Under the wacko deal Carter arranged, the U.S. would stop complaining about Korea's nuclear weapons program as long as the U.S. gave aid to North Korea and helped the communists build more modern nuclear reactors.

The U.S. was well on the path to doing this when the new Bush administration sounded the alarm and immediately stopped the cockamamy plan dead in its tracks.

North Korea was not cooperating with the U.S. to stop its weapons program, but we should continue helping them to build nuclear reactors. Make sense?

Of course not.

But that's Jimmy Carter for you.

It's also Jimmy Carter the hypocrite. Carter has always claimed to be the champion of human rights worldwide.

Yet North Korea is one of the most, if not the most, repressive regimes on the planet.

The Stalinist nation is headed by a young madman named Kim Jong-il. Kim likes to watch American movies like "The Texas Chainsaw Massacre" and then act out his fantasies on his own citizenry. Millions of North Koreans are starving at any given time.

Does Carter have much to say about this?

Of course not. North Korea is an enemy of the U.S., so Carter goes easy on them. When he met Kim, Carter didn't criticize him – he kissed him!

But there is nothing new here.

The media would have us forget Jimmy Carter's presidential record.

But I won't.

Remember Carter's human rights program, where he demanded the Shah of Iran step down and turn over power to the Ayatollah Khomeini?

No matter that Khomeini was a madman. Carter had the U.S. Pentagon tell the Shah's top military commanders – about 150 of them – to acquiesce to the Ayatollah and not fight him.

The Shah's military listened to Carter. All of them were murdered in one of the Ayatollah's first acts.

By allowing the Shah to fall, Carter created one of the most militant anti-American dictatorships ever.

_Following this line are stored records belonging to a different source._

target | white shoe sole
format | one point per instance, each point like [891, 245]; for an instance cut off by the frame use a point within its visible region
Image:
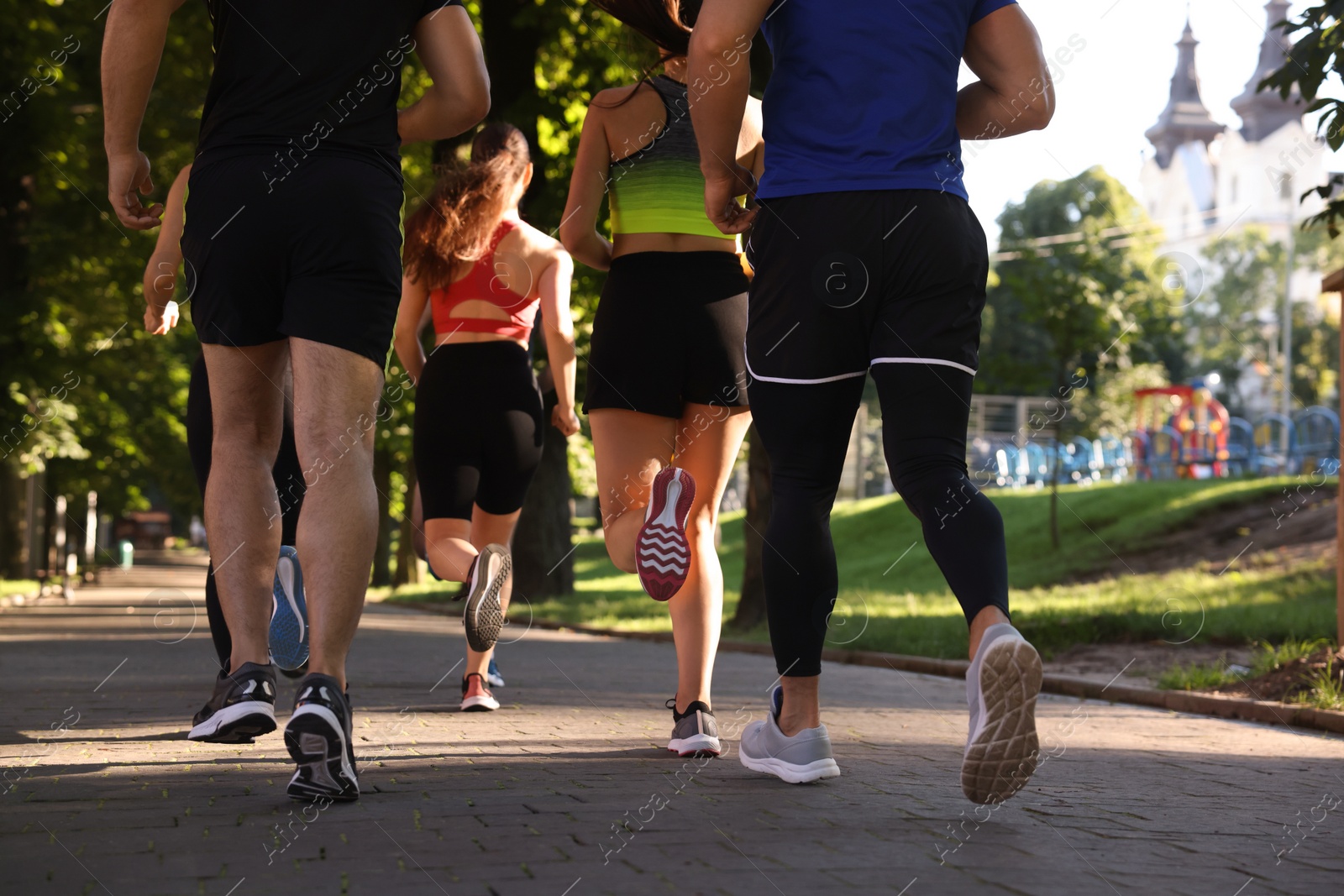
[696, 745]
[250, 714]
[483, 617]
[815, 770]
[1003, 754]
[480, 705]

Soon the new Iranian government was ransacking our embassy and held hostage its staff for over a year. Only President Reagan's election gave Iran the impetus to release the hostages.

I believe Carter's decision to have the Shah fall is arguably the most egregious U.S. foreign policy mistake of the last 50 years. [Former President Bush's decision to allow Saddam Hussein to stay in power is a close second.]

With the Shah gone, the whole region was destabilized. The Soviet Union invaded Afghanistan; no doubt a direct link to the rise of the Taliban can be traced to this invasion. Iraq also took advantage of the Shah's departure to invade Iran. A long war followed that helped make Saddam's Iraq a great Middle Eastern power.

And decades after Carter's ignominious act, Iran is still bent on destroying America. President Bush named it one of the three nations in the "axis of evil." Iran is developing both nuclear weapons and the missiles to deliver these weapons to its enemies.

We can thank Jimmy Carter for all of this.

Since Carter left the presidency, he has had little to say about the human rights abuses in Iran. Why should he? Iran opposes the U.S.